The Kenyon’s purchased eight weaners in the first year, but later expanded the annual herd to 50 as a means of introducing their four kids to the business of farming. They’ve cut back in the last two years, however, because of a weakened economy. They’ve also changed some of their marketing strategy to protect their investment. Amber explains that they had originally taken orders for pork packages, and then met customers at an agreed location in Edmonton. Unfortunately, some of the customers would fail to show and the frozen pork prepared for them would have to be taken back. The window for keeping frozen pork out is roughly two hours, so that meat would have to be used at home.


The Kenyon’s now deliver directly to their customers’ homes, leaving the package at the house if it’s cold enough to keep the meat from thawing.
”Honestly, some people wouldn’t show up,” said Amber.
“When we have their address, it’s pretty hard to say, ‘No, we don’t want this.’”
This year, they purchased two litters for a total of 21 pigs to be processed as they reach market weight.
Asked what they would like fellow farmers to know about their pigs, Steve and Amber focused on attributes of the pork.
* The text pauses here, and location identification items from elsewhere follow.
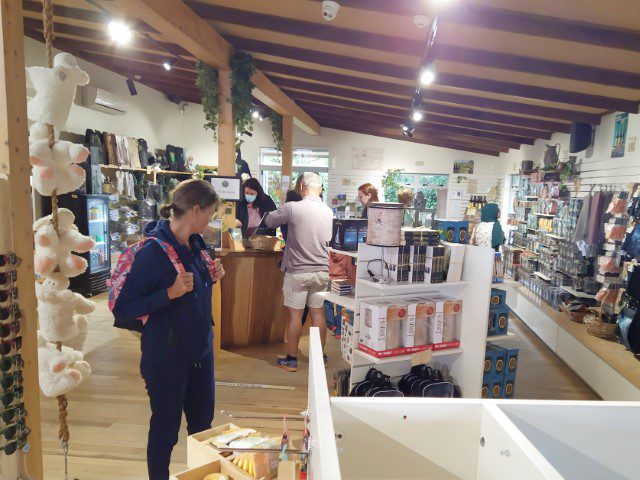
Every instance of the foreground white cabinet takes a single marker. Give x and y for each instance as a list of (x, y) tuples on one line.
[(363, 438)]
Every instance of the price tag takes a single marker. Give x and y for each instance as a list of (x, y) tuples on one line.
[(421, 357)]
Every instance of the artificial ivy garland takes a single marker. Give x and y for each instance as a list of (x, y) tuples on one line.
[(207, 83), (242, 69), (276, 129)]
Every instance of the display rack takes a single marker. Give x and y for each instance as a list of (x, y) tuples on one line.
[(465, 363)]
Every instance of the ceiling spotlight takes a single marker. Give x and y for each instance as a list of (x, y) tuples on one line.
[(119, 32), (428, 74), (168, 64)]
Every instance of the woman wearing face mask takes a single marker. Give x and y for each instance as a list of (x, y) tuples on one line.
[(366, 193), (177, 339), (251, 210)]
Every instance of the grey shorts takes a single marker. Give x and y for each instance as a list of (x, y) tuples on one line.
[(302, 289)]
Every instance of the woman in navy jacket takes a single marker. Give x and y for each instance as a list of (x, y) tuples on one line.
[(177, 339)]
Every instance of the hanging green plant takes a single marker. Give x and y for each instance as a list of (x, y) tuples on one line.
[(207, 83), (276, 129), (242, 70)]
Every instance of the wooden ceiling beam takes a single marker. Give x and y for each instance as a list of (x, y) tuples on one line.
[(291, 85), (348, 106), (420, 129), (393, 134), (359, 115), (313, 75), (443, 78), (538, 66), (325, 32), (182, 26), (543, 26)]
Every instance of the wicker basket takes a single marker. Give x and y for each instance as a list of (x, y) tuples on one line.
[(597, 328), (263, 242), (577, 317)]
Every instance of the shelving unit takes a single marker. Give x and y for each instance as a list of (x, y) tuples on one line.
[(465, 363)]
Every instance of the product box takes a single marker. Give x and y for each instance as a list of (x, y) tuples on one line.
[(387, 329), (501, 319), (453, 231), (509, 385), (444, 326), (498, 297), (347, 233), (512, 361), (498, 358), (423, 315)]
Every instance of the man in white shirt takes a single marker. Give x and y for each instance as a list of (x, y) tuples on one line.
[(305, 262)]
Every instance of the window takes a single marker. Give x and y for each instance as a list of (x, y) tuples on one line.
[(304, 160), (426, 183)]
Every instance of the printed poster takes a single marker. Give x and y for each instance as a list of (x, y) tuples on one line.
[(620, 135), (464, 167)]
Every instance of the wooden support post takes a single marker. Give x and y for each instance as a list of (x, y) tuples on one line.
[(287, 152), (226, 129), (14, 146)]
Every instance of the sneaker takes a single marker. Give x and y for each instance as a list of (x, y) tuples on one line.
[(288, 365)]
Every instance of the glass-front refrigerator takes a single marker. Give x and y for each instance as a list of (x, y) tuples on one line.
[(92, 219)]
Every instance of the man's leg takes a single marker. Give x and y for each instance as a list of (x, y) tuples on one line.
[(294, 330), (317, 320)]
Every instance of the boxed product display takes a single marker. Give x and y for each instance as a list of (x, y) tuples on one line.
[(347, 233), (453, 231), (387, 328)]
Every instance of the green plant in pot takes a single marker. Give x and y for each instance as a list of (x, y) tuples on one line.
[(242, 70)]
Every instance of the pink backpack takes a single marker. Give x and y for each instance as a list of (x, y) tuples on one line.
[(123, 267)]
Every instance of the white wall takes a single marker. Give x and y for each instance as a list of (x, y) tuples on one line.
[(152, 117)]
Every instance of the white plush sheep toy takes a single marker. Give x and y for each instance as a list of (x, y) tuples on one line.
[(62, 313), (55, 88), (59, 372), (53, 250), (55, 168)]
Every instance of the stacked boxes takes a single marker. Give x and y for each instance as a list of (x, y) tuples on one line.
[(498, 313), (388, 328), (453, 231), (500, 366)]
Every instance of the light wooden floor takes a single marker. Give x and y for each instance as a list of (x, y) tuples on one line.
[(109, 412)]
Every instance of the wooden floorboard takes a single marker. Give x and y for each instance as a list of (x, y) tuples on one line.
[(109, 412)]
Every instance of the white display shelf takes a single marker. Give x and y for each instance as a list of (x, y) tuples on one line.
[(498, 338), (347, 301), (577, 294), (344, 252), (409, 287)]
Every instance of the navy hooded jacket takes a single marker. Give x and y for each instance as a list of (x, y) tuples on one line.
[(180, 326)]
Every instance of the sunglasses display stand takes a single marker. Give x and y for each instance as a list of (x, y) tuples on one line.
[(364, 438)]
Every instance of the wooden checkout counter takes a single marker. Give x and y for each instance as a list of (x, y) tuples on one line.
[(247, 302)]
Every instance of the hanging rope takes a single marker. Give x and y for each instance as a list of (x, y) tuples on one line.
[(47, 22)]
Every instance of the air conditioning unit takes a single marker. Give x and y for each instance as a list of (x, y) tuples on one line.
[(100, 100)]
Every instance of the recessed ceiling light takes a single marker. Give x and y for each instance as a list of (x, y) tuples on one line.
[(119, 32)]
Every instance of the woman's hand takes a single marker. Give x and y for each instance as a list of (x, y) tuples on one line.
[(182, 285), (218, 272)]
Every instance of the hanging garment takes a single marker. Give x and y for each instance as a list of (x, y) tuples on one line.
[(120, 182), (110, 145), (132, 149), (121, 150)]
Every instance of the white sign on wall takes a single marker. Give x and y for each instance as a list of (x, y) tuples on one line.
[(367, 158)]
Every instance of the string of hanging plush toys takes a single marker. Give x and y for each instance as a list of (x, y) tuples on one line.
[(55, 171)]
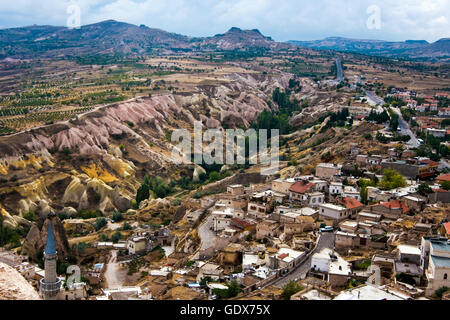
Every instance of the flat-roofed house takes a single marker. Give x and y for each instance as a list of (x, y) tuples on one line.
[(304, 192), (353, 206), (334, 212), (267, 228), (438, 272), (328, 170)]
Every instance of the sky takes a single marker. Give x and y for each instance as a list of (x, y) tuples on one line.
[(393, 20)]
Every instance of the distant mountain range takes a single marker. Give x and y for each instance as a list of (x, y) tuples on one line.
[(113, 37), (410, 49)]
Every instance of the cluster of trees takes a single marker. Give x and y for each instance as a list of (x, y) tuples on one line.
[(338, 119), (433, 148), (156, 185), (290, 289), (269, 120), (392, 180), (394, 122), (378, 117), (233, 290)]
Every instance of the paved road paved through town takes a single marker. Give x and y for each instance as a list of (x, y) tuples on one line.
[(326, 241)]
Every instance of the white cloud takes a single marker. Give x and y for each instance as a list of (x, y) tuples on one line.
[(281, 19)]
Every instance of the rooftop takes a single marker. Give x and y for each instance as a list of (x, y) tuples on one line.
[(367, 292), (350, 203), (405, 249), (332, 207), (441, 262), (301, 186)]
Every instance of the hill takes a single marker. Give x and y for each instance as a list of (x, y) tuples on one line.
[(410, 49), (113, 37)]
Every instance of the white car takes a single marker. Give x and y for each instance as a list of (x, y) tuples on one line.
[(327, 229)]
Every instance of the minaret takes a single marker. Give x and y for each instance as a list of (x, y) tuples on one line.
[(51, 284)]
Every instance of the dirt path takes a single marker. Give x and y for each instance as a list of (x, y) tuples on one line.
[(113, 277)]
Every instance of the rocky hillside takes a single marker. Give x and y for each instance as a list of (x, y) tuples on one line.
[(113, 37), (14, 287), (98, 160), (420, 49)]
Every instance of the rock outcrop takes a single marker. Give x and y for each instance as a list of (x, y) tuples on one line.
[(34, 243), (13, 285)]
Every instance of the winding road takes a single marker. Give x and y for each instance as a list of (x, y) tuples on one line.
[(340, 73), (326, 241), (112, 277)]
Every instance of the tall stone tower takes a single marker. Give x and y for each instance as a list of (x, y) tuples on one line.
[(50, 285)]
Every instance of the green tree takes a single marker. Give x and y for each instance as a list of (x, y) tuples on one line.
[(290, 289), (425, 189), (117, 216), (364, 193), (440, 292), (392, 180), (143, 193), (100, 223), (446, 185)]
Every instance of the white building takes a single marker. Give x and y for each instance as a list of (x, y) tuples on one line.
[(438, 271), (328, 170), (332, 211), (221, 220), (332, 265)]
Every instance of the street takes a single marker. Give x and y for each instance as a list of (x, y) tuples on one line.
[(374, 100), (340, 73), (114, 278), (326, 241), (406, 130), (403, 125), (206, 234)]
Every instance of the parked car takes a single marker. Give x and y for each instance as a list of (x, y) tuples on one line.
[(327, 229)]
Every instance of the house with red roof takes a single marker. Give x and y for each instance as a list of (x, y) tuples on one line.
[(391, 210), (353, 206), (304, 191), (445, 231), (443, 178)]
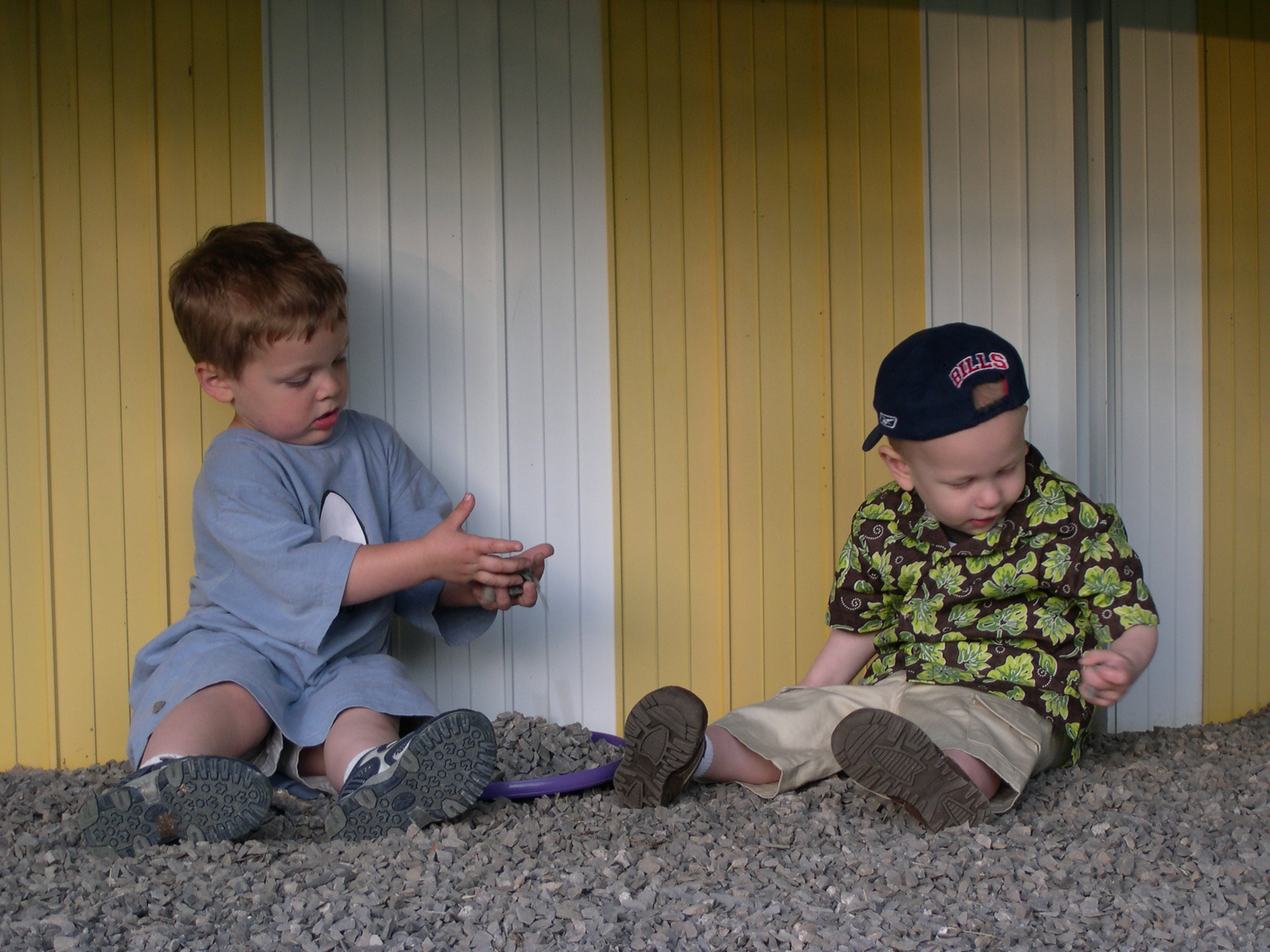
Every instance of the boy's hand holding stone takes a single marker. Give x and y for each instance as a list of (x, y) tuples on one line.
[(465, 563), (1108, 673)]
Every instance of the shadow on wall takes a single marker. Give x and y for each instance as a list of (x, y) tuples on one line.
[(1213, 16)]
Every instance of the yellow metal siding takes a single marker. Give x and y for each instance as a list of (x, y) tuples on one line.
[(1235, 49), (126, 131), (767, 251)]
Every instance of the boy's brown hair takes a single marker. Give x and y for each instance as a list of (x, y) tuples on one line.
[(248, 286)]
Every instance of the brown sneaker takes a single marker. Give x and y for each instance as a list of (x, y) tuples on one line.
[(894, 758), (666, 736)]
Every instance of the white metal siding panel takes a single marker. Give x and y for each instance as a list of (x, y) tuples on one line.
[(1117, 393), (450, 155), (1000, 149), (1160, 398)]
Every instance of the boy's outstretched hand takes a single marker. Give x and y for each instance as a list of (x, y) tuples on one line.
[(466, 564), (1108, 673), (474, 567)]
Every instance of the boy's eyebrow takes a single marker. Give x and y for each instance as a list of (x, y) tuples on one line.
[(309, 367)]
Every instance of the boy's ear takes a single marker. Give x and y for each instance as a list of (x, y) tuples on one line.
[(897, 465), (214, 383)]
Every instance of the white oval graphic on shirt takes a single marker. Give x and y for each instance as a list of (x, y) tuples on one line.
[(339, 521)]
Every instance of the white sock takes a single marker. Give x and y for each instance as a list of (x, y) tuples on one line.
[(159, 759), (707, 759), (353, 763)]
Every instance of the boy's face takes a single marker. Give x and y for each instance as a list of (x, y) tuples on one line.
[(968, 479), (291, 390)]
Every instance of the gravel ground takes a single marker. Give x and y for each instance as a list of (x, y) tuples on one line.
[(1155, 841), (530, 748)]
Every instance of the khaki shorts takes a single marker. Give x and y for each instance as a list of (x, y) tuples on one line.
[(793, 730)]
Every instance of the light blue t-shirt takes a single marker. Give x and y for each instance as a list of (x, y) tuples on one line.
[(276, 530)]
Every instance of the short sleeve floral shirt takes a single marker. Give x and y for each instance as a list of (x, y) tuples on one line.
[(1009, 612)]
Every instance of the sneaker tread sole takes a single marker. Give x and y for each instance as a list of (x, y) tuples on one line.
[(440, 775), (665, 741), (208, 799)]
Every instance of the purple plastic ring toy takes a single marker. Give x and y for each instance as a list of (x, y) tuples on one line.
[(559, 783)]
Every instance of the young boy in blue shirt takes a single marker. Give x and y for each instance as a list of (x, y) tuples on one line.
[(996, 602), (313, 526)]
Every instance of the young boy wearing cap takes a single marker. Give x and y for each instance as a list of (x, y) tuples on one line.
[(995, 601)]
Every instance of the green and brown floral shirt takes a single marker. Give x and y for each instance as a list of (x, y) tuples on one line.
[(1009, 612)]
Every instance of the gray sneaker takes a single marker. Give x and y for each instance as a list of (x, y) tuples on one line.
[(191, 797), (428, 776)]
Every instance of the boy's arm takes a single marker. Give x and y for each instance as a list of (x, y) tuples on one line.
[(1108, 673), (845, 653), (446, 553)]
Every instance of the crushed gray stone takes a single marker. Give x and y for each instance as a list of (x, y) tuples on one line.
[(531, 747), (1155, 841)]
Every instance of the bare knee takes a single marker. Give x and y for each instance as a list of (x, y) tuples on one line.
[(979, 773), (222, 719)]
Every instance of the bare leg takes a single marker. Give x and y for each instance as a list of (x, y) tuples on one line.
[(983, 776), (221, 720), (733, 761), (353, 731)]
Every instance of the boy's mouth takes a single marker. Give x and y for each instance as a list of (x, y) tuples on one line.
[(327, 421)]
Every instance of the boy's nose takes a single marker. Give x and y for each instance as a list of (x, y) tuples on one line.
[(990, 498), (328, 386)]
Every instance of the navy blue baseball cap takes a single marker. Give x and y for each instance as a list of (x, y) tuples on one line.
[(926, 384)]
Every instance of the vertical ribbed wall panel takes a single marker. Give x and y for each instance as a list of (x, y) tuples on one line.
[(1076, 235), (126, 131), (450, 156)]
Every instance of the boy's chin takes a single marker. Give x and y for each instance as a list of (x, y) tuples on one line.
[(970, 529)]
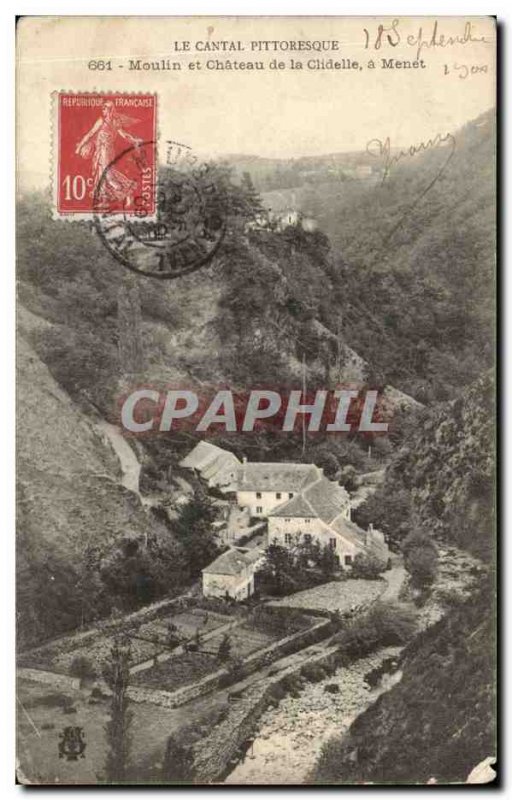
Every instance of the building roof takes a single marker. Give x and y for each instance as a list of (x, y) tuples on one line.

“It’s the quality of the meat, the flavor,” he said.
“The pork steaks are bright red like a beef steak; they’re not that pale tan colour you get from a grocery store. You won’t find this product in a grocery store.”
Amber stresses the nutritional value, saying that meat from grass-fed animals is higher in Omega 3 fatty acids and CLAs than meat from conventionally raised livestock.
Parents of four children ranging in age from 10 to 19, the Kenyon’s arrived where they are today from completely different paths in life. Steve was raised on a farm in Saskatchewan, just a few miles south of Lloydminster. Amber grew up in Vancouver.
“When Steve and I met, he was farming,” she said.